Simulated data were used to evaluate the performance of alignment in various conditions. First, we created (in silico) enzyme MspI-cleaved DNA segments with a length of 90–220 bp distributed randomly on chromosome 18 (chr18) in the GRCh37 assembly (hg19) of the human genome. Around 0.05 % of sites were selected randomly as SNPs on the segments. Paired-end reads with length of 50, 60, 70, 80 and 90 bp were then simulated on both Watson and Crick strands of these segments with even distribution and 10X coverage for cancer tissue and normal tissue. BSMAP and Bismark were used to map the reads onto the reference genome. Unsurprisingly, with increasing read length, mapping rate and accuracy increased and false-positive rates decreased. The mapping rate of Bismark is lower than that of BSMAP, which was also shown in its higher false-negative rate. False-negative rates of BSMAP are zero for all types of reads. Most reads that failed to map onto the reference were present in repeated regions. Despite the lower mapping rate, the accuracy of Bismark was higher, especially for 50 bp and 60 bp reads, though its absolute number of accurately mapped reads was less than that of BSMAP for longer reads (those with length of 80 bp and 90 bp; Additional file 1: Table S2).

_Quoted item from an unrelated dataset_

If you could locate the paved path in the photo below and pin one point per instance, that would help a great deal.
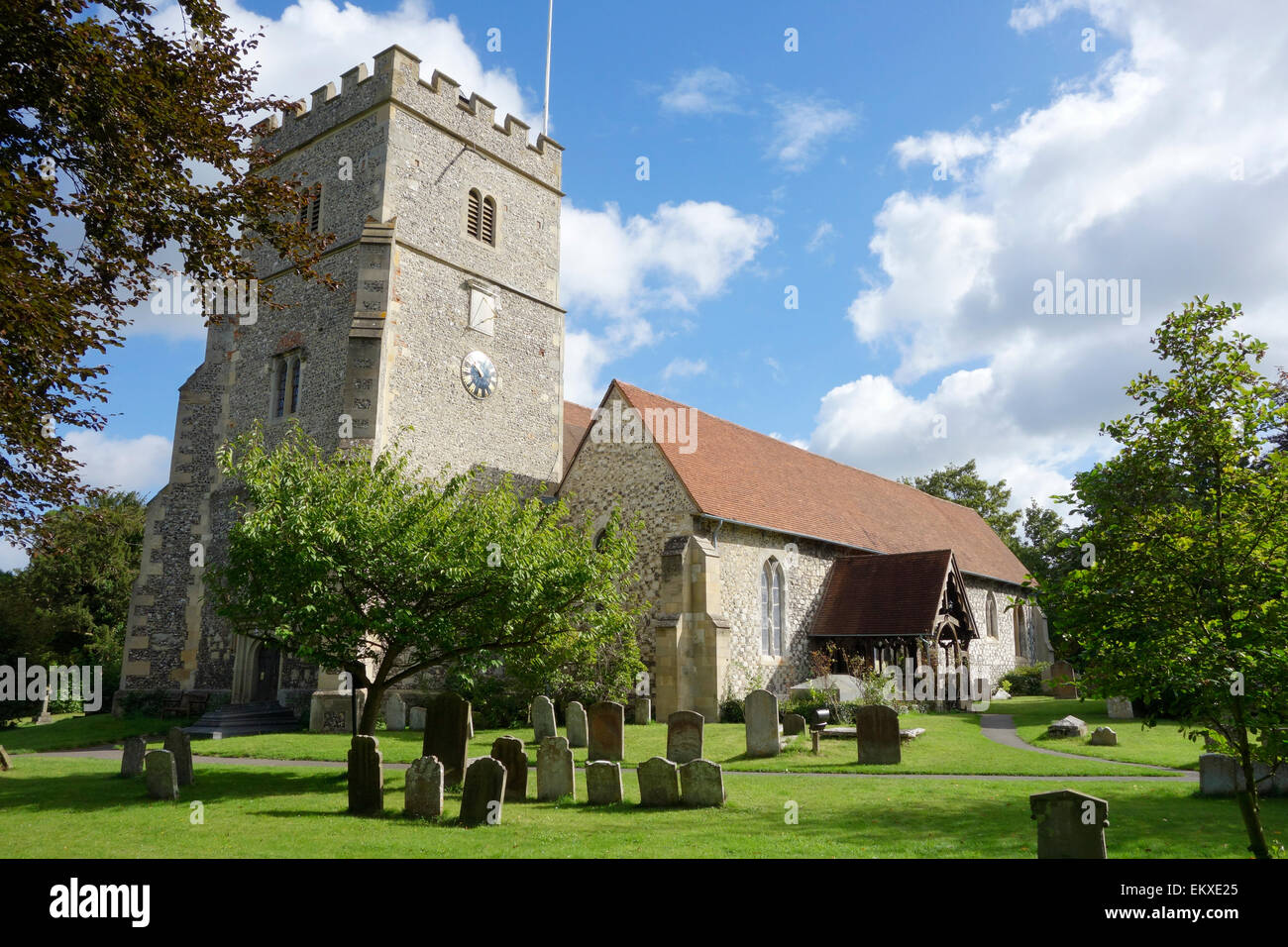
(1180, 775)
(1001, 729)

Overlap treatment for PE data and detection of methylation

In RRBS analyses, no currently available software takes into account the overlap of PE reads, which can cause considerable bias in DMR detection. As a simple example, three CpG sites exist in a target fragment and two PE reads are overlapping. One methylated CpG site is located in the region where the reads overlap. The other two CpG sites are not methylated and exist in non-overlapping regions. Thus, the ‘true’ methylation rate of this fragment is 33 % (Fig. 2a). However, if overlapping treatment is not taken into account, the methylation rate of this region becomes 50 %. In another example, we assume the same proportion of methylated and unmethylated reads (i.e., methylation rate is 50 % (Fig. 2b)). If unmethylated sequences are sequenced by PE sequencing and methylated samples are sequenced by SE sequencing, and if overlapped PE sites are counted twice, then the methylation rate becomes 33 %, smaller than the true value (left panel of Fig. 2c). If unmethylated samples are subject to SE sequencing whereas methylated samples are subject to PE sequencing, the methylation rate becomes 66 %, larger than the true rate (right panel of Fig. 2c). Thus, lack of bias correction could increase or decrease estimation of methylation rates.

Fig. 2.

Fig. 2

Effects of bias correction in overlapping regions of PE reads (schematic). Me: Methylated site. a The overlapping region of a pair of PE reads. The C bases in position a and c are not in overlapping regions. However, the C base in position b is in an overlapping region of the pair of reads. b A case assuming methylated reads have the same proportion as unmethylated reads (i.e., methylation rate is 50 %). c The upper panel shows a case assuming that unmethylated samples were sequenced by PE sequencing and methylated samples were sequenced by SE sequencing. The lower panel shows a case in which unmethylated samples were sequenced by SE sequencing whereas methylated samples were sequenced by PE sequencing

To correct such bias, we count sites in overlapping regions for PE sequencing only once. This treatment fully recovers correct methylation rates and hence greatly reduces errors in subsequent calculation of DMRs. For example, in a certain genomic region, actual methylation rates in normal tissue and cancer tissues are 50 % (i.e., this region is not a DMR if our redundancy-removing strategy is used). However, if overlapping PE sites are counted twice, the region might be falsely annotated as a DMR. Our strategy decreases the false-positive rate.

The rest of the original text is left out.